Квартира была сама по себе недурна, однако, снимая ее, студенты не поинтересовались соседями, а оказалось, что дом переполнен проститутками, ворьем, пьяницами и всякими «общественными подонками», как выражался один из товарищей Анатолия. Днем и ночью в окна, распахнутые по случаю удушающей жары, внезапно установившейся в мае, неслись пение, музыка и такие выражения, о существовании которых молодые люди и подозревать не могли. Вдобавок соседи имели обыкновение свешиваться прямо во двор, когда их рвало с перепою, а происходило сие настолько часто, что передвигаться по двору приходилось перебежками и сторожась. Анатолий даже предложил ходить под зонтами, однако зонтов стало жалко.

Тем временем наступили вакации. Большинство приятелей Анатолия разъехались по домам или по дачам. Он задержался, потому что свел роман с Галочкой – очень миленькой молоденькой проституткой, которая взяла на себя труд не только лишить его невинности, но и продолжать просвещение.

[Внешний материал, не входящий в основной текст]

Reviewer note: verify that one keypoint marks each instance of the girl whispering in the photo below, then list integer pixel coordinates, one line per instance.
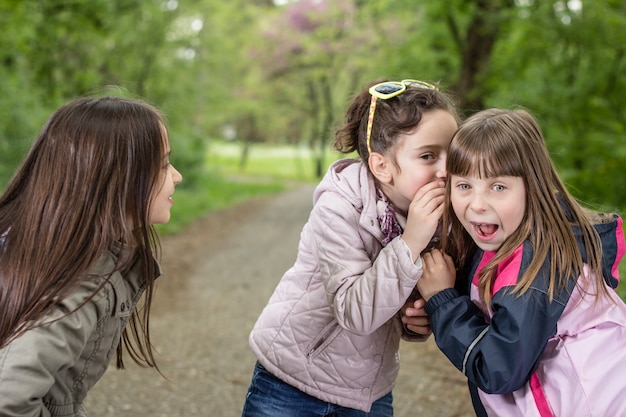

Однако два события заставили Анатолия покинуть квартиру в Казачьем переулке. Во-первых, из тюрьмы вышел Галочкин «кот», славившийся своей ревностью и буйством. Галочка очень боялась за Анатолия и умоляла его переехать. Он все тянул, не желая показаться трусом, но как-то раз случилось вот что. Жилец третьего этажа заснул с папироской в кресле. Оно загорелось. С перепугу или спросонья он не нашел ничего лучшего, как выкинуть кресло во двор, причем едва не убил при этом проходившего под окном Анатолия. Кресло рухнуло буквально перед его носом! Он воспринял это как знак судьбы и покинул Казачий переулок. Оставаться в Петрограде не хотелось ни в коем случае. Родители отдыхали на даче в Териоках.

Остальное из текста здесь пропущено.